CT’s mother assumed that getting him eligible for assistance from the State of Maine would mean that he would begin getting services — but that didn’t happen. The problem wasn’t his eligibility, but the availability of programs. He was placed on a waiting list in case a suitable placement opened up, but only twelve children in the state were getting services under the program and it didn’t look too promising.

Just after CT got eligible Maine decided to try to cut its Medicaid program by withdrawing its home and community-based services. Since those programs operate under a special waiver, it would be simple — Maine just stopped running a waiver program. But rather than re-institutionalize all patients already in the community, Maine announced that it would simply cut off new entries into the program, but would not remove services to those already receiving services.

Program officials assured CT’s mother that he would stay on the waiting list for placement. She received a letter from a program official telling her that Maine would “honor our mutual commitment to the children currently receiving, or those having already been approved for services in this waiver program.” Problem was, that letter was incorrect. Because CT was only eligible, not actually receiving services, he would be cut off from any future possible placement under the program.
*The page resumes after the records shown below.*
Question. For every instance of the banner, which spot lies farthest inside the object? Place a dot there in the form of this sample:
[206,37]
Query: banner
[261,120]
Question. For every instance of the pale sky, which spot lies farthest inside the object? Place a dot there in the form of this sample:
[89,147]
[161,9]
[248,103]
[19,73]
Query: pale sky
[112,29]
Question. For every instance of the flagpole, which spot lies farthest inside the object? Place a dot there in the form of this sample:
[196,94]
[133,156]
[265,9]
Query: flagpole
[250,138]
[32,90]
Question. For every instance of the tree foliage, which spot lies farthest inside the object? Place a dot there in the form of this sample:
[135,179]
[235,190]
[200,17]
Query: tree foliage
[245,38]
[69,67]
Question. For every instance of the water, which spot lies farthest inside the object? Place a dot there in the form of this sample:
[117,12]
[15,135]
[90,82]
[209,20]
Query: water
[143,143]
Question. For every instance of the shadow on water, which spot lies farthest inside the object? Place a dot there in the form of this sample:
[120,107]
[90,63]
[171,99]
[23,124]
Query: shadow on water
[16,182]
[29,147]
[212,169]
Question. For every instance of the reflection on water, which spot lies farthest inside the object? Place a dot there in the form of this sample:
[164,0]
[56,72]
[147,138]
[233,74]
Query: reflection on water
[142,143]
Four years later CT’s mother finally got a residential home in Maine to make a proposal to care for CT. The proposal was contingent on funding through the waiver program he had been eligible for during those four years. Unfortunately, the Maine Medicaid agency denied the request, pointing to the 2005 cut-off of all new service requests.
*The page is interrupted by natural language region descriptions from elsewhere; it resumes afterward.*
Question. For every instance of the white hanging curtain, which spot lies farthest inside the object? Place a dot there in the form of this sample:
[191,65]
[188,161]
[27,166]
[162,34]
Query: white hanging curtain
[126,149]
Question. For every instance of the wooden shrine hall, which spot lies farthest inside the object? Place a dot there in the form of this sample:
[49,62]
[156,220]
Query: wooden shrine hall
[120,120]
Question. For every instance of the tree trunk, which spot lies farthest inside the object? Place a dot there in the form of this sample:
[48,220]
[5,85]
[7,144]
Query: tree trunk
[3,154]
CT’s mother appealed, arguing that she had relied on the state’s misrepresentations and that CT was injured by the reversal. The agency denied her again, and a judge upheld that denial. She appealed to the Maine Supreme Court.

The Supreme Court Justices upheld the denial of services for CT. They analyzed the arguments by applying the legal principle of “equitable estoppel.” Under that doctrine, the courts can give relief to someone who has relied on another person’s representations if that reliance has worked to their detriment. The courts can order a result that would not be possible under contractual or other theories, in order to prevent a miscarriage of justice.
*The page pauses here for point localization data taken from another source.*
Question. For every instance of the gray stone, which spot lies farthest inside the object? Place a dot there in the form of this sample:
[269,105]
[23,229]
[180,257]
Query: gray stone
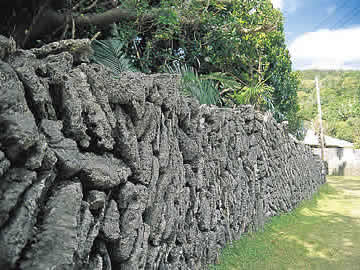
[103,172]
[12,186]
[167,183]
[110,225]
[19,231]
[57,238]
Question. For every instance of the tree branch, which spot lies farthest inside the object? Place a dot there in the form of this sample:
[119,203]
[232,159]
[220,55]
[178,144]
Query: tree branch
[111,16]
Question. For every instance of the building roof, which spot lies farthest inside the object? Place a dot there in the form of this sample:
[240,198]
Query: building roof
[312,139]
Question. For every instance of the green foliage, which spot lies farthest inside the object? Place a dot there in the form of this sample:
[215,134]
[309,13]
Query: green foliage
[259,95]
[236,43]
[109,53]
[204,90]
There are at least two problems with the application of equitable estoppel to CT’s case, however. First, there is a general rule that one can not assert equitable estoppel claims against the state itself. If an agent of the state misrepresents state policy, that does not usually create a right to recover on behalf of someone who was injured by relying on that misrepresentation.

The second problem with applying equitable estoppel principles to CT’s case is more serious, though. The Supreme Court noted that, though CT (through his mother) relied on the state’s misrepresentation, he was not injured by that reliance. Yes, he was injured — by the withdrawal of eligibility that had previously been extended. But that injury did not occur because he relied on the state’s misrepresentation — it occurred because the state cut back its program.

The Court notes that if CT’s mother had found him a placement shortly after his eligibility, she could have gotten him into the waiver program before it was closed. But the Justices did not see any persuasive evidence that she would have found such a placement but for the misrepresentations that he would remain eligible for future placements if they opened up. Mrs. T v. Commissioner of Department of Health and Human Services, February 2, 2012.

What might CT’s mother have done if she had known how his eligibility would be cut off? She might have found him a placement in Maine more quickly, but in Maine, as in other states, there simply were not enough providers to take care of all the state’s residents with disabilities. As state budgets shrink, we can expect to see variations of CT’s story play out in other states as programs and services are withdrawn from a vulnerable and needy population.